If you enter a session on REMOTE-A and try to access a network resource (file share, another machine) from inside, you'll get Access is denied because credentials don't forward by default.
Three solutions:
On the caller:
Enable-WSManCredSSP -Role Client -DelegateComputer 'REMOTE-A'
On the target REMOTE-A:
Enable-WSManCredSSP -Role Server
Then use -Authentication CredSSP:
Enter-PSSession -ComputerName REMOTE-A -Credential $cred -Authentication CredSSP
# From inside, can now hop to REMOTE-B with same credentials
Security note: CredSSP exposes credentials to the target. Not for use against untrusted machines.

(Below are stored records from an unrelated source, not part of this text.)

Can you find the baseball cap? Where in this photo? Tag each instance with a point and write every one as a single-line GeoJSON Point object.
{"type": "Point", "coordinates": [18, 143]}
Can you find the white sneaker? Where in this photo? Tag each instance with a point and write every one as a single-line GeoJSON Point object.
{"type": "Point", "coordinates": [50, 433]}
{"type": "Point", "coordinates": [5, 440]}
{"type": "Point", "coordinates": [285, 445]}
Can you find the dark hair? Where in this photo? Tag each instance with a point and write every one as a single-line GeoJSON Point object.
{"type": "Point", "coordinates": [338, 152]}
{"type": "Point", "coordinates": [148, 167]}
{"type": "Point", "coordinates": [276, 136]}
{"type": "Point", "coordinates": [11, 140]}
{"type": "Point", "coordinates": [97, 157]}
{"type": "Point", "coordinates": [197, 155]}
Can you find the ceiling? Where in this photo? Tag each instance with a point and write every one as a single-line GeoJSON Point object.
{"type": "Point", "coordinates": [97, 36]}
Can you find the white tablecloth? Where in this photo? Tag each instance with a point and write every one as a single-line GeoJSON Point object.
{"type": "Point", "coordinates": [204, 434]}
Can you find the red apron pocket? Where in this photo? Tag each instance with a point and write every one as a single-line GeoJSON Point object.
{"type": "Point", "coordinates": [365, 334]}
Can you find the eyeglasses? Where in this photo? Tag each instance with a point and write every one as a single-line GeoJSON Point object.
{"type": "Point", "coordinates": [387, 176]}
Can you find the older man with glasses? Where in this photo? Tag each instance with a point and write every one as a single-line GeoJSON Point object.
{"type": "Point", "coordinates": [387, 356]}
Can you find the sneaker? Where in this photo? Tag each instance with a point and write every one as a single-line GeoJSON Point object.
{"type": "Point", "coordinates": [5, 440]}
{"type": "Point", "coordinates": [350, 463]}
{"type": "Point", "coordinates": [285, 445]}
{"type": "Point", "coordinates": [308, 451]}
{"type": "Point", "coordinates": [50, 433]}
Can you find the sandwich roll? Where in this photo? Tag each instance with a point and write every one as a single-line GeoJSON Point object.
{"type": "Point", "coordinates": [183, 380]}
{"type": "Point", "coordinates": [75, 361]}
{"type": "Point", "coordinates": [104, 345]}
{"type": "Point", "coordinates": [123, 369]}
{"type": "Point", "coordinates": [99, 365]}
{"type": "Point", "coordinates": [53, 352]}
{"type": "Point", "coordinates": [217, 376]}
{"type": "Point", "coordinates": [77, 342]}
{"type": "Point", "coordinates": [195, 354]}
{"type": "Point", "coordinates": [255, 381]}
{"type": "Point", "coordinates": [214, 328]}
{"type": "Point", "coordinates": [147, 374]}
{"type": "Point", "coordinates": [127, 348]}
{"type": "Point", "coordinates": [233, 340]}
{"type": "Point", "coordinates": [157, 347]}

Modern domain alternative — set on REMOTE-B (the second hop), allowing REMOTE-A to delegate to it:
Set-ADComputer REMOTE-B -PrincipalsAllowedToDelegateToAccount (Get-ADComputer REMOTE-A)
Per-resource, doesn't expose credentials to REMOTE-A.
The simplest: design the diagnostic to not need to hop. Every script in this skill reads local-only system state — no network resources needed.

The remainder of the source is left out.